And then we can use calib_tools.reset_config() to reset to factory default. Though this is mostly for test harneses and the like.

calib_tools.reset_config()

Warning

The default_config is a global variable, so it is fairly dangerous to modify unless you really want to change it for everything.

Warning

Modifying the default_collection is particularly dangerous in a notebook where one can execute cells out of order. If you execute the cell above to get pflow_jets after the antikt_jets cell, you’ll get AntiKt4EMToploJets in your pflow jets!

Best practice

Use this technique if you are setting the calibration once for your analysis in central a configuration file. Otherwise, ignore it.

Modifying the calibrated collection in the query

You can modify an aspect of the calibration configuration on a query-by-query basis without using the global default_config. There are two ways to do this.
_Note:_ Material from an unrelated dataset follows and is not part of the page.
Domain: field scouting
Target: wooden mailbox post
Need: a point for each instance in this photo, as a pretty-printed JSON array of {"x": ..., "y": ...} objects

First, you can specify the collection to load in place of the default in the Jets (or similar) method. This will alter the collection name and run the full calibration. This is useful for quick tests: it is convinent, and keeps the new bank name close to where you make the request - so it is readable.

jetname_in_query_jets = (ds
        .Select(lambda e: e.Jets(calibrated_collection="AntiKt4EMTopoJets"))
        .Select(lambda jets: jets.Where(lambda j: (j.pt() / 1000) > 30))
        .Select(lambda jets: {
                'pt': [j.pt()/1000.0 for j in jets],
                'eta': [j.eta() for j in jets],
                'phi': [j.phi() for j in jets],
        })
        .AsAwkwardArray()
        .value())
len(ak.flatten(jetname_in_query_jets.pt)), len(ak.flatten(antikt_jets.pt))
(1801797, 1801797)
ak.sum(abs(jetname_in_query_jets.pt - antikt_jets.pt))
0.0

However, this doesn’t work well if you want to alter more than calibration configuration value.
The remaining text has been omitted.